While on a West Coast tour this spring with my band and some of our friends, we all decided to get tattoos commemorating the journey. Along with a piece of John Candy on the inside of my right bicep repping my own band, I got a hair brush with the initials "R.H." tattooed above it. Who is R.H., you ask? Why that's me. I'm a Ratchet Ho, or in other words, a wild and out of control girl that you dare not take to the club, because she might tear it up. Or something.
Spending hours in a van left me a lot of time to do things like peruse Twitter, which is where I discovered this term. I was immediately fascinated: the word ratchet was so gnarly sounding, rolling off the tongue like a something I wouldn't have been caught dead saying in Catholic school, but better. I couldn't remember the last time I used the word ratchet to describe anything, but now, it was my adjective, my noun, my verb, my favorite thing. The cashier at a truck stop was a ratchet ho. The man working the door at the venue was a ratchet ho. Everyone was acting ratchet. I was the supremely swaggarific ratchet ho!
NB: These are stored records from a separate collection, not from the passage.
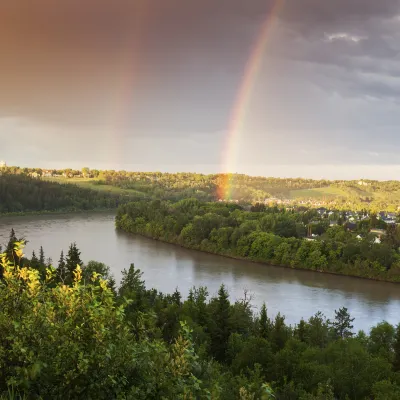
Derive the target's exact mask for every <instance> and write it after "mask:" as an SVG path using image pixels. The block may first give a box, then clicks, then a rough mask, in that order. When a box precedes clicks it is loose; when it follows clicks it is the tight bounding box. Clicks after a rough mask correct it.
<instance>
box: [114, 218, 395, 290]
mask: <svg viewBox="0 0 400 400" xmlns="http://www.w3.org/2000/svg"><path fill="white" fill-rule="evenodd" d="M116 228H117V229H118V230H120V231H121V232H124V233H127V234H129V235H138V236H141V237H143V238H146V239H150V240H154V241H157V242H161V243H166V244H168V245H172V246H177V247H179V248H181V249H186V250H190V251H195V252H199V253H203V254H210V255H213V256H219V257H223V258H228V259H231V260H237V261H245V262H250V263H253V264H257V265H263V266H266V267H277V268H284V269H288V270H292V271H293V270H295V271H302V272H303V271H304V272H317V273H318V274H324V275H333V276H345V277H348V278H355V279H362V280H367V281H376V282H384V283H391V284H394V285H399V284H400V278H398V279H397V280H390V279H387V278H386V277H380V276H376V277H367V276H363V275H357V274H356V273H353V274H352V273H346V272H335V271H324V270H317V269H310V268H305V267H302V266H296V267H293V266H290V265H284V264H276V263H272V262H265V261H258V260H252V259H250V258H246V257H240V256H238V255H233V254H227V253H221V252H213V251H210V250H205V249H199V248H195V247H189V246H184V245H182V244H181V243H178V242H176V241H169V240H166V239H163V238H157V237H153V236H151V235H147V234H145V233H139V232H129V231H126V230H124V229H122V228H119V227H118V226H116Z"/></svg>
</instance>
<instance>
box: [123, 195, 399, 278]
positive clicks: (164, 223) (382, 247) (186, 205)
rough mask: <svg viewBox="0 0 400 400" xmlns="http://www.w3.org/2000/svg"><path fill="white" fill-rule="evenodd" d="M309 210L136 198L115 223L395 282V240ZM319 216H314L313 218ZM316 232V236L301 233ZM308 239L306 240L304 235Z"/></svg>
mask: <svg viewBox="0 0 400 400" xmlns="http://www.w3.org/2000/svg"><path fill="white" fill-rule="evenodd" d="M318 215H319V214H318V212H317V211H315V210H309V209H306V210H303V211H294V210H285V209H278V208H277V207H265V206H263V207H261V206H258V207H255V209H253V211H251V210H250V211H249V210H247V209H246V208H244V207H242V206H240V205H237V204H232V203H223V202H217V203H216V202H213V203H207V202H200V201H198V200H197V199H183V200H180V201H178V202H176V203H171V202H167V201H160V200H154V201H151V202H148V201H137V202H132V203H129V204H125V205H122V206H121V207H119V209H118V213H117V217H116V226H117V227H118V228H120V229H123V230H125V231H127V232H131V233H139V234H141V235H144V236H148V237H151V238H156V239H160V240H164V241H167V242H170V243H177V244H179V245H181V246H184V247H188V248H192V249H197V250H203V251H207V252H211V253H216V254H221V255H227V256H230V257H237V258H247V259H250V260H252V261H257V262H263V263H268V264H273V265H283V266H288V267H292V268H301V269H311V270H316V271H322V272H332V273H338V274H345V275H354V276H362V277H367V278H372V279H379V280H388V281H397V282H398V281H400V273H399V270H400V267H399V265H400V254H399V251H398V248H397V244H396V243H397V241H396V240H392V241H391V242H388V241H387V240H383V242H382V243H377V242H376V241H375V237H374V236H373V235H370V234H364V235H363V236H362V237H361V236H359V237H357V236H356V235H355V234H353V233H352V232H349V231H348V230H347V229H346V227H345V226H332V227H330V226H329V221H328V220H327V219H322V218H320V217H318ZM318 218H319V219H318ZM307 231H311V232H319V233H320V235H321V236H319V237H318V239H315V238H309V237H305V235H306V232H307ZM309 239H311V240H309Z"/></svg>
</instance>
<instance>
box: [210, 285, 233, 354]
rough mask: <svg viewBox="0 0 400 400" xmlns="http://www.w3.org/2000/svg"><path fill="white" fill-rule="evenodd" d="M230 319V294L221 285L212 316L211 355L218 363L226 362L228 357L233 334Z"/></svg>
mask: <svg viewBox="0 0 400 400" xmlns="http://www.w3.org/2000/svg"><path fill="white" fill-rule="evenodd" d="M229 317H230V303H229V294H228V292H227V291H226V289H225V286H224V285H221V287H220V288H219V290H218V297H217V298H216V299H215V304H214V310H213V312H212V315H211V318H212V321H213V326H212V330H211V353H212V354H213V355H214V357H215V358H216V359H217V360H218V361H224V360H225V357H226V350H227V347H228V339H229V336H230V334H231V329H230V323H229V322H230V321H229Z"/></svg>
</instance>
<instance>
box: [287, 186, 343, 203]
mask: <svg viewBox="0 0 400 400" xmlns="http://www.w3.org/2000/svg"><path fill="white" fill-rule="evenodd" d="M288 197H289V198H290V199H299V198H312V199H321V200H322V199H334V198H337V197H348V192H346V191H345V190H343V189H340V188H338V187H336V186H327V187H324V188H314V189H299V190H291V191H290V192H289V196H288Z"/></svg>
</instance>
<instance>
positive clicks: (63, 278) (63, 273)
mask: <svg viewBox="0 0 400 400" xmlns="http://www.w3.org/2000/svg"><path fill="white" fill-rule="evenodd" d="M66 275H67V270H66V265H65V260H64V251H62V250H61V255H60V259H59V261H58V267H57V277H58V279H59V280H60V281H61V282H65V278H66Z"/></svg>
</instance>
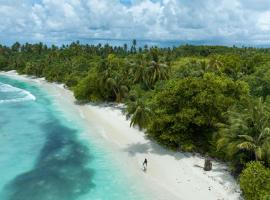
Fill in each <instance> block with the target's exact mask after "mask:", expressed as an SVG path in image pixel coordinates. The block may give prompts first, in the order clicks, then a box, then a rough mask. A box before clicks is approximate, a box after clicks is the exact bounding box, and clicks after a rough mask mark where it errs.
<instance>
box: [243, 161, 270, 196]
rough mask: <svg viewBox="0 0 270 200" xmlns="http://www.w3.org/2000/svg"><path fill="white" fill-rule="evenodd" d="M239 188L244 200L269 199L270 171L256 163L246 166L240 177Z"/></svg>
mask: <svg viewBox="0 0 270 200" xmlns="http://www.w3.org/2000/svg"><path fill="white" fill-rule="evenodd" d="M240 186H241V190H242V191H243V194H244V197H245V199H246V200H254V199H262V200H268V199H270V194H269V191H270V169H267V168H266V167H264V166H263V165H262V164H261V163H260V162H258V161H256V162H255V161H253V162H251V163H249V164H247V167H246V169H244V170H243V172H242V174H241V175H240Z"/></svg>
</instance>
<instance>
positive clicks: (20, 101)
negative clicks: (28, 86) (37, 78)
mask: <svg viewBox="0 0 270 200" xmlns="http://www.w3.org/2000/svg"><path fill="white" fill-rule="evenodd" d="M0 93H2V94H3V95H4V96H5V97H6V96H8V95H9V94H15V96H16V97H15V98H11V99H1V96H0V104H1V103H14V102H23V101H35V100H36V97H35V96H34V95H33V94H31V93H30V92H28V91H27V90H23V89H20V88H17V87H13V86H11V85H8V84H4V83H1V82H0Z"/></svg>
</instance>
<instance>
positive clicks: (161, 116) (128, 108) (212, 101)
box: [0, 40, 270, 200]
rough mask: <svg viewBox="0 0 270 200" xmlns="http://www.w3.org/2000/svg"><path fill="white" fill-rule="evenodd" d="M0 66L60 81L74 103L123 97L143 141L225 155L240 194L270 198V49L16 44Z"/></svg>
mask: <svg viewBox="0 0 270 200" xmlns="http://www.w3.org/2000/svg"><path fill="white" fill-rule="evenodd" d="M0 70H17V71H18V72H19V73H21V74H28V75H34V76H36V77H45V78H46V79H47V80H48V81H51V82H60V83H64V84H66V85H67V86H68V87H69V88H70V89H71V90H72V91H74V94H75V97H76V98H77V100H78V101H80V102H89V101H92V102H118V103H119V102H123V103H125V104H126V105H127V108H126V115H127V117H129V118H131V126H138V127H139V128H141V129H144V130H145V132H146V134H147V136H148V137H149V138H152V139H153V140H155V141H157V142H158V143H160V144H162V145H164V146H166V147H168V148H171V149H175V150H181V151H195V152H200V153H204V154H206V153H207V154H209V155H211V156H213V157H216V158H219V159H222V160H226V161H228V163H229V164H230V166H231V170H232V172H233V173H234V174H235V175H236V176H238V175H239V174H240V176H239V178H240V186H241V189H242V191H243V194H244V196H245V198H246V199H248V200H249V199H258V200H260V199H267V198H270V181H269V180H270V169H269V167H270V98H269V97H268V95H270V49H260V48H258V49H257V48H245V47H243V48H237V47H224V46H192V45H183V46H179V47H174V48H158V47H148V46H145V47H144V48H138V47H137V46H136V40H134V41H133V42H132V45H131V47H130V48H129V47H128V45H124V46H119V47H112V46H110V45H96V46H94V45H87V44H86V45H82V44H80V43H79V42H76V43H72V44H70V45H63V46H61V47H57V46H54V45H52V46H50V47H48V46H46V45H44V44H42V43H38V44H23V45H21V44H19V43H15V44H14V45H12V46H11V47H7V46H0ZM247 163H249V164H248V165H246V164H247ZM254 174H256V175H254ZM254 188H255V189H254Z"/></svg>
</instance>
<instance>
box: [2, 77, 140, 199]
mask: <svg viewBox="0 0 270 200" xmlns="http://www.w3.org/2000/svg"><path fill="white" fill-rule="evenodd" d="M63 116H65V113H63V112H62V111H61V110H60V109H58V108H57V107H56V106H55V104H54V103H53V101H52V99H51V97H50V96H49V95H48V94H47V93H46V92H45V91H43V90H42V89H41V88H39V87H38V86H36V85H32V84H29V83H25V82H22V81H18V80H14V79H10V78H8V77H5V76H0V199H1V200H90V199H100V200H106V199H117V200H122V199H123V200H124V199H134V200H135V199H144V194H140V192H139V190H137V189H136V187H135V186H134V185H132V184H130V183H131V182H130V180H128V178H127V176H126V175H125V174H124V173H122V171H121V170H120V169H119V168H117V165H115V164H114V161H113V160H112V159H111V156H112V155H110V153H108V152H107V151H106V150H105V149H104V150H103V149H102V148H101V147H99V146H97V145H95V144H94V142H93V143H91V142H86V141H84V140H82V139H81V137H80V135H81V134H82V133H83V131H84V130H83V128H82V127H81V126H79V125H78V124H76V123H75V122H72V120H69V119H67V118H66V117H63Z"/></svg>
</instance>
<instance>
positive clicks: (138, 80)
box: [130, 54, 147, 84]
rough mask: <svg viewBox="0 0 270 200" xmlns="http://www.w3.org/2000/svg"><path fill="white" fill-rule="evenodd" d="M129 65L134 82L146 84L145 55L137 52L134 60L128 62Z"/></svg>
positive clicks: (146, 67) (145, 62)
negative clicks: (131, 73)
mask: <svg viewBox="0 0 270 200" xmlns="http://www.w3.org/2000/svg"><path fill="white" fill-rule="evenodd" d="M130 65H131V67H132V68H131V73H132V76H133V77H134V78H133V82H134V83H141V84H146V83H147V77H146V68H147V61H146V58H145V55H143V54H138V56H137V58H136V60H135V62H132V63H130Z"/></svg>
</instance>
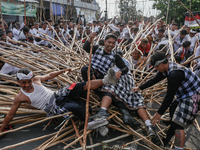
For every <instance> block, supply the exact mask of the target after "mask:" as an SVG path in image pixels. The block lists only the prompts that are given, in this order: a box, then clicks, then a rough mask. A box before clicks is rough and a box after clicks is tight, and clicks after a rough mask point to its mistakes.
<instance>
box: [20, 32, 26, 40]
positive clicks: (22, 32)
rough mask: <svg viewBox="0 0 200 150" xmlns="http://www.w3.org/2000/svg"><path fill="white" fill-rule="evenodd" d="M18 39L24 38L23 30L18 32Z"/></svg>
mask: <svg viewBox="0 0 200 150" xmlns="http://www.w3.org/2000/svg"><path fill="white" fill-rule="evenodd" d="M19 39H26V36H25V34H24V32H23V31H22V32H20V34H19Z"/></svg>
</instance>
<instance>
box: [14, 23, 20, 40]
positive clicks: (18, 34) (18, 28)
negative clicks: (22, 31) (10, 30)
mask: <svg viewBox="0 0 200 150" xmlns="http://www.w3.org/2000/svg"><path fill="white" fill-rule="evenodd" d="M12 32H13V36H14V38H15V39H16V40H18V39H19V33H20V23H19V22H16V23H15V24H14V25H13V30H12Z"/></svg>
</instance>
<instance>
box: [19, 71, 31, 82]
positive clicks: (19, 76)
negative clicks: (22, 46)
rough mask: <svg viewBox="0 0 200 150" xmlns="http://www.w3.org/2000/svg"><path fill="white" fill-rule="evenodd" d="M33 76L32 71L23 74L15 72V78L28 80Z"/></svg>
mask: <svg viewBox="0 0 200 150" xmlns="http://www.w3.org/2000/svg"><path fill="white" fill-rule="evenodd" d="M32 77H33V72H32V71H31V72H29V74H27V75H25V74H23V73H17V78H18V79H19V81H20V80H29V79H31V78H32Z"/></svg>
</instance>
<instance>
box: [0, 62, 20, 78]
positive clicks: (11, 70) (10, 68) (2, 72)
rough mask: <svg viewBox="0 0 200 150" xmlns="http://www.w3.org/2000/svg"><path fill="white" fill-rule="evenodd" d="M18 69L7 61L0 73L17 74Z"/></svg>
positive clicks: (4, 73)
mask: <svg viewBox="0 0 200 150" xmlns="http://www.w3.org/2000/svg"><path fill="white" fill-rule="evenodd" d="M18 70H19V68H16V67H14V66H12V65H9V64H7V63H5V64H4V65H3V67H2V68H1V70H0V73H2V74H11V75H13V74H16V73H17V71H18Z"/></svg>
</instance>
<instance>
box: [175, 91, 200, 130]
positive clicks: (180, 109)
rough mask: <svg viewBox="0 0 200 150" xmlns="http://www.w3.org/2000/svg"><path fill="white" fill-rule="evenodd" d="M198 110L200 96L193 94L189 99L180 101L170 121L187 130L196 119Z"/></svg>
mask: <svg viewBox="0 0 200 150" xmlns="http://www.w3.org/2000/svg"><path fill="white" fill-rule="evenodd" d="M199 110H200V95H199V94H197V93H195V94H194V95H193V96H191V97H187V98H184V99H183V100H181V101H180V102H179V104H178V106H177V108H176V110H175V112H174V115H173V118H172V121H174V122H175V123H177V124H179V125H180V126H182V127H184V128H187V127H188V126H189V125H191V124H192V123H193V121H194V119H195V118H196V117H197V112H198V111H199Z"/></svg>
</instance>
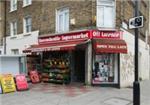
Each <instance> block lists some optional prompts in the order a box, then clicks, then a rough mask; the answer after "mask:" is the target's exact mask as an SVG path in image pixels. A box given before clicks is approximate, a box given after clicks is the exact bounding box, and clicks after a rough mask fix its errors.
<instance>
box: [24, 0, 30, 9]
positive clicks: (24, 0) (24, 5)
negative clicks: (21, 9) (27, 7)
mask: <svg viewBox="0 0 150 105" xmlns="http://www.w3.org/2000/svg"><path fill="white" fill-rule="evenodd" d="M31 4H32V0H23V7H26V6H29V5H31Z"/></svg>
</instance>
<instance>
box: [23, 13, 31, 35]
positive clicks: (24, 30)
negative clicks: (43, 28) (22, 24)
mask: <svg viewBox="0 0 150 105" xmlns="http://www.w3.org/2000/svg"><path fill="white" fill-rule="evenodd" d="M31 30H32V18H31V17H30V16H27V17H25V18H24V33H28V32H31Z"/></svg>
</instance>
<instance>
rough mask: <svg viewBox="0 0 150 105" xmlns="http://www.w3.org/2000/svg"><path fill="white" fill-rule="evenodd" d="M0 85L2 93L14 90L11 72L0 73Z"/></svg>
mask: <svg viewBox="0 0 150 105" xmlns="http://www.w3.org/2000/svg"><path fill="white" fill-rule="evenodd" d="M1 86H2V89H3V93H8V92H14V91H16V86H15V82H14V78H13V76H12V75H11V74H5V75H1Z"/></svg>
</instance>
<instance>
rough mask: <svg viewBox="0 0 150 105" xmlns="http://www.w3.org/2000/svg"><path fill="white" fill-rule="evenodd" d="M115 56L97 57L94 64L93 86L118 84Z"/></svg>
mask: <svg viewBox="0 0 150 105" xmlns="http://www.w3.org/2000/svg"><path fill="white" fill-rule="evenodd" d="M115 58H116V57H115V54H98V55H95V60H94V64H93V73H92V77H93V84H101V83H114V82H116V78H115V75H116V67H115V62H116V61H115Z"/></svg>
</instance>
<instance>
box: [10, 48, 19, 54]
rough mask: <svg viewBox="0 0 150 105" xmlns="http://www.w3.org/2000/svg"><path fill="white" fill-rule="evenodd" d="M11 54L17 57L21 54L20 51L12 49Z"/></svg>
mask: <svg viewBox="0 0 150 105" xmlns="http://www.w3.org/2000/svg"><path fill="white" fill-rule="evenodd" d="M11 53H12V54H14V55H17V54H19V49H11Z"/></svg>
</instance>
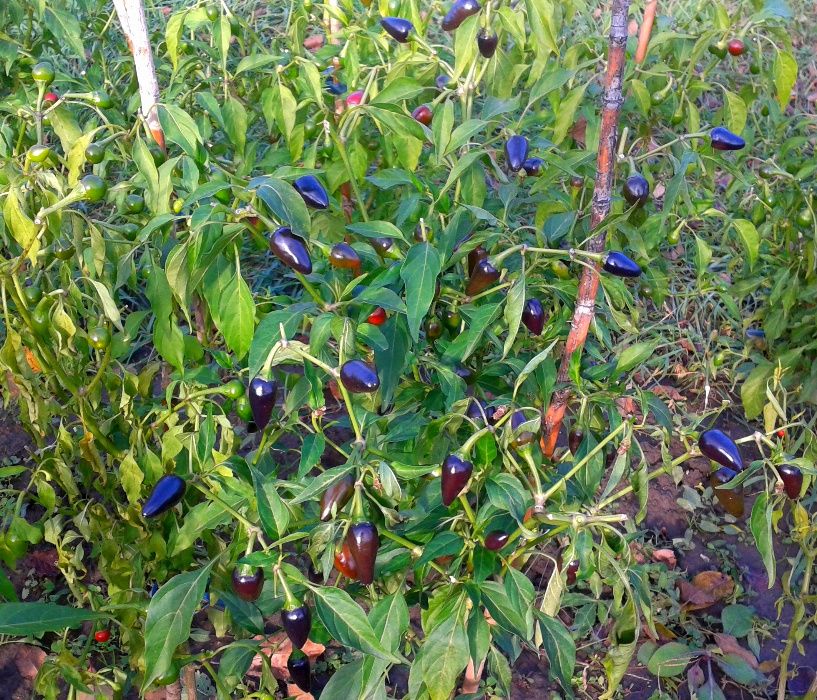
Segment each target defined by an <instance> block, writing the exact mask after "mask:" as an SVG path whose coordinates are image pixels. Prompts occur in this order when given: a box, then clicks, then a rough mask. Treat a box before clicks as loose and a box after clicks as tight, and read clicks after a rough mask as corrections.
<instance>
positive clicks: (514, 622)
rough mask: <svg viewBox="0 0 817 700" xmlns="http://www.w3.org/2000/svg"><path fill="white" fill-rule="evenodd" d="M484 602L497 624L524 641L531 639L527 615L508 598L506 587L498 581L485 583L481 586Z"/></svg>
mask: <svg viewBox="0 0 817 700" xmlns="http://www.w3.org/2000/svg"><path fill="white" fill-rule="evenodd" d="M479 591H480V593H481V594H482V602H483V604H484V605H485V608H486V609H487V610H488V612H489V613H491V616H492V617H493V618H494V620H496V622H497V624H498V625H499V626H500V627H502V628H503V629H505V630H507V631H508V632H511V633H512V634H516V635H519V636H520V637H522V639H529V638H530V635H529V634H528V623H527V621H526V619H525V614H524V612H523V611H522V610H520V609H519V608H518V607H517V606H516V605H514V602H513V601H512V600H511V599H510V597H509V596H508V593H507V591H506V590H505V587H504V586H503V585H502V584H499V583H497V582H496V581H483V582H482V583H481V584H480V585H479Z"/></svg>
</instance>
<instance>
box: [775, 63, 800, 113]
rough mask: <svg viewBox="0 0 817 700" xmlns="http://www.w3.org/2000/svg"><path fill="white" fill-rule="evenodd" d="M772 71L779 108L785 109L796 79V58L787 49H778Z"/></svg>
mask: <svg viewBox="0 0 817 700" xmlns="http://www.w3.org/2000/svg"><path fill="white" fill-rule="evenodd" d="M773 73H774V85H775V88H776V89H777V102H778V104H779V105H780V109H782V110H785V109H786V107H787V106H788V104H789V102H790V101H791V91H792V88H793V87H794V83H795V82H796V81H797V59H795V57H794V56H793V55H792V54H790V53H789V52H788V51H778V52H777V56H776V57H775V60H774V68H773Z"/></svg>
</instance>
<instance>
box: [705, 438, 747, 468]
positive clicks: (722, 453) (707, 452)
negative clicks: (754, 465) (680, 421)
mask: <svg viewBox="0 0 817 700" xmlns="http://www.w3.org/2000/svg"><path fill="white" fill-rule="evenodd" d="M698 448H699V449H700V450H701V454H703V455H704V457H708V458H709V459H711V460H712V461H713V462H717V463H718V464H720V465H721V466H723V467H729V468H730V469H733V470H735V471H736V472H739V471H743V459H742V458H741V456H740V451H739V450H738V446H737V445H736V444H735V442H734V440H732V438H730V437H729V436H728V435H727V434H726V433H724V432H723V431H722V430H718V429H716V428H713V429H712V430H705V431H704V432H702V433H701V436H700V437H699V438H698Z"/></svg>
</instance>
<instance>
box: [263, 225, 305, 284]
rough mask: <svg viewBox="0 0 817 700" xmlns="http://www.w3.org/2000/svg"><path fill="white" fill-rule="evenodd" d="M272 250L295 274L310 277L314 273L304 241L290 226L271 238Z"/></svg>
mask: <svg viewBox="0 0 817 700" xmlns="http://www.w3.org/2000/svg"><path fill="white" fill-rule="evenodd" d="M270 250H271V251H272V252H273V253H274V254H275V257H276V258H278V259H279V260H280V261H281V262H282V263H284V265H286V266H287V267H290V268H292V269H293V270H295V272H300V273H301V274H303V275H308V274H309V273H310V272H312V259H311V258H310V257H309V251H308V250H307V249H306V245H305V244H304V242H303V239H301V238H299V237H298V236H296V235H295V234H294V233H292V229H290V228H289V227H288V226H282V227H281V228H279V229H277V230H276V231H275V232H274V233H273V234H272V236H271V237H270Z"/></svg>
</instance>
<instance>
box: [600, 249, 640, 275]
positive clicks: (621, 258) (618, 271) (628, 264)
mask: <svg viewBox="0 0 817 700" xmlns="http://www.w3.org/2000/svg"><path fill="white" fill-rule="evenodd" d="M602 267H603V268H604V271H605V272H609V273H610V274H611V275H615V276H616V277H639V276H640V275H641V268H640V267H639V265H638V263H636V262H635V261H634V260H630V258H628V257H627V256H626V255H624V253H622V252H621V251H618V250H614V251H611V252H610V253H607V255H606V256H604V262H603V263H602Z"/></svg>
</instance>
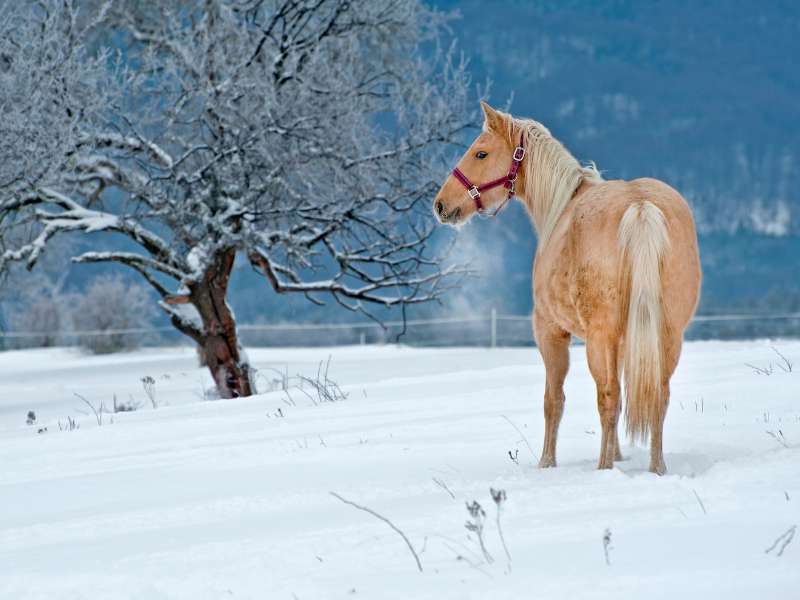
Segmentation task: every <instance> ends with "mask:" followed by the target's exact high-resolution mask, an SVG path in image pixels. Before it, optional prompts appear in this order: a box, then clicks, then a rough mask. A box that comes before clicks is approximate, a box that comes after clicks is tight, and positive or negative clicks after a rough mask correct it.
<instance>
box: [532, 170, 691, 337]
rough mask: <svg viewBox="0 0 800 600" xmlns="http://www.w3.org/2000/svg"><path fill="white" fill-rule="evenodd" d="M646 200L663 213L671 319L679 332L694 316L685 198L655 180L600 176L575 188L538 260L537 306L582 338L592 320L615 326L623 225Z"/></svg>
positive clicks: (537, 270) (663, 288)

When it came time to get our tattoos, naturally, I was going to wear my new ratchet ho name badge forever. And I now I do, in black and red Sailor Jerry-ish curly cursive handwriting on my pale arm.
A few days ago, I was seven windows deep into a YouTube K-hole when I came across rapper Kreayshawn's video for "Gucci Gucci." Along with her DJ Lil' Debbie, the East Oakland Odd Future bffs and Lil' B video proprietarios are part of the White Girl Mob, a crew of rapping, self-proclaimed ratchet hos. They were the real thing. And now I, the 30-year-old Bree Davies, a white girl from Colorado, had affiliated myself with some serious ratchet hos, without even knowing it.
Mom, I hope you're proud. It isn't just my brother with the banger tats anymore, it's me, too. Now if you'll excuse me, I have to go fuck with some basic bitches in my boxing class.